Je n'avais qu'un vague souvenir de Taking Off sorti en 1971 à une époque où je portais les cheveux longs, un pantalon pattes d'eph et un collier au-dessus de ma tunique indienne. En septembre de cette année-là j'entrai à l'Idhec en racontant au jury que mes films préférés étaient Easy Rider de Dennis Hopper et Solo de Jean-Pierre Mocky, Peace and Love d'un côté, mai 68 de l'autre ! Ma scolarité élargit heureusement mon champ de vision.

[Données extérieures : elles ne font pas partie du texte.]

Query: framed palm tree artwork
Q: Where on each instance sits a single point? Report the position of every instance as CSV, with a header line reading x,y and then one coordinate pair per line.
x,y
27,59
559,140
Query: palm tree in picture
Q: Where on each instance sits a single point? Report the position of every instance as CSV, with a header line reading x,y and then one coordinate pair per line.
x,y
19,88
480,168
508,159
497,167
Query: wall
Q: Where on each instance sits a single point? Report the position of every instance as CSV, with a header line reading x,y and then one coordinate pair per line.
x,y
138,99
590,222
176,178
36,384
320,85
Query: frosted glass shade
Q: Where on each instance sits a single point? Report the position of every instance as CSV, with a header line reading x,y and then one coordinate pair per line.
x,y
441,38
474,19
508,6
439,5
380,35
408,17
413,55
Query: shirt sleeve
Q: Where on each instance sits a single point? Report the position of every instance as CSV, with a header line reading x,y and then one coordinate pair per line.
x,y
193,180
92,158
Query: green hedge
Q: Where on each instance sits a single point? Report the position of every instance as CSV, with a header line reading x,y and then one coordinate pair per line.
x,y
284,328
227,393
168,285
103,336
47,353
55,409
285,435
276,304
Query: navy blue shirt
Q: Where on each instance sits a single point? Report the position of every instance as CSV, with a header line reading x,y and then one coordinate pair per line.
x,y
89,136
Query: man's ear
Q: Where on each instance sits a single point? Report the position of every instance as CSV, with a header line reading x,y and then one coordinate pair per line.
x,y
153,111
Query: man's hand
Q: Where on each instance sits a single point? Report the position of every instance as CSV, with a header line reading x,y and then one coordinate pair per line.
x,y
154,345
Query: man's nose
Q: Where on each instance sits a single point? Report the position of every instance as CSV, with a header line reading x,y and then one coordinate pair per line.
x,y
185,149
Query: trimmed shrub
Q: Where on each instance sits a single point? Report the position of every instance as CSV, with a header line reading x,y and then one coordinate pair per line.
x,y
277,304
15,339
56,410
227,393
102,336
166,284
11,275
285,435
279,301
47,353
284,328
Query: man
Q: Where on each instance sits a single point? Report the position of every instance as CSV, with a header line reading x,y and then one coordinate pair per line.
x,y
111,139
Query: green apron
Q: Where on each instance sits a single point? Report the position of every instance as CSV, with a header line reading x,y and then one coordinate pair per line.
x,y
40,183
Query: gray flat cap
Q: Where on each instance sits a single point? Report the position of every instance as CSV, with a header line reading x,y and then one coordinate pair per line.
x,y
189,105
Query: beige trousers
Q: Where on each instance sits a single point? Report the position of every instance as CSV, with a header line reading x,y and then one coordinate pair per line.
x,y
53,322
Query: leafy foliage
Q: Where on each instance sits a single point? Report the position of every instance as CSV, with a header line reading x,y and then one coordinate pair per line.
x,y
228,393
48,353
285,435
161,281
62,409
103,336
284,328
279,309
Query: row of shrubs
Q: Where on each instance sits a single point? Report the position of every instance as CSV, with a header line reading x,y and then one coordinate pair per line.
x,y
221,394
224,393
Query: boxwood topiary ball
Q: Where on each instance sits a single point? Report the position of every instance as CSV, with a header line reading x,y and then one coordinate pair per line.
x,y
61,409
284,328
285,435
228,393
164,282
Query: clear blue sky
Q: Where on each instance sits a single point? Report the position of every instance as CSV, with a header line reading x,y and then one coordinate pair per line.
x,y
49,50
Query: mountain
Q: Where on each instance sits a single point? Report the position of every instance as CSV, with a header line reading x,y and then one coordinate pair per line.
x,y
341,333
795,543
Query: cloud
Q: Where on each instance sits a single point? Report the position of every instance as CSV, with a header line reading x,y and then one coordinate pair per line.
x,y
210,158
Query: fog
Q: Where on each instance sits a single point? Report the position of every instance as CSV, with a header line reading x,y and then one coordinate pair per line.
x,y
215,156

Le costard que Milos Forman taille aux parents coincés qui rêvent de ce dont sont capables leurs enfants fugueurs était évident. Mais ai-je alors perçu le regard tendre et acide que le réalisateur portait aux jeunes hippies ? Filmés frontalement lors d'une audition ravageuse et livrés aux contradictions rendues inévitables lors du passage à l'âge adulte, ils sont l'objet d'une critique sociale qui ne quittera jamais le cinéaste. Il abordera un sujet proche avec Hair, plus grinçant que la comédie musicale dont le film est tiré. Dans Taking Off la scène de leçon de fumette entre adultes est un morceau d'anthologie et le clin d'œil au Black Power montre que Forman était conscient du contexte politique, ayant été lui-même témoin, avec son co-scénariste Jean-Claude Carrière, tant des émeutes anti-guerre du Vietnam que des évènements de mai et du Printemps de Prague. Les trouvailles, souvent drôles, inspirées par la nouvelle vague ou propres au cinéma tchécoslovaque, comme son goût pour l'hystérie, ne disparaîtront jamais de sa filmographie, véritable vol au-dessus d'un nid de coucou.


Taking Off était son premier film sur le sol américain et une de ses meilleures comédies. Les suppléments du DVD avec Carrière et lui sont, comme toujours chez l'éditeur Carlotta, passionnants.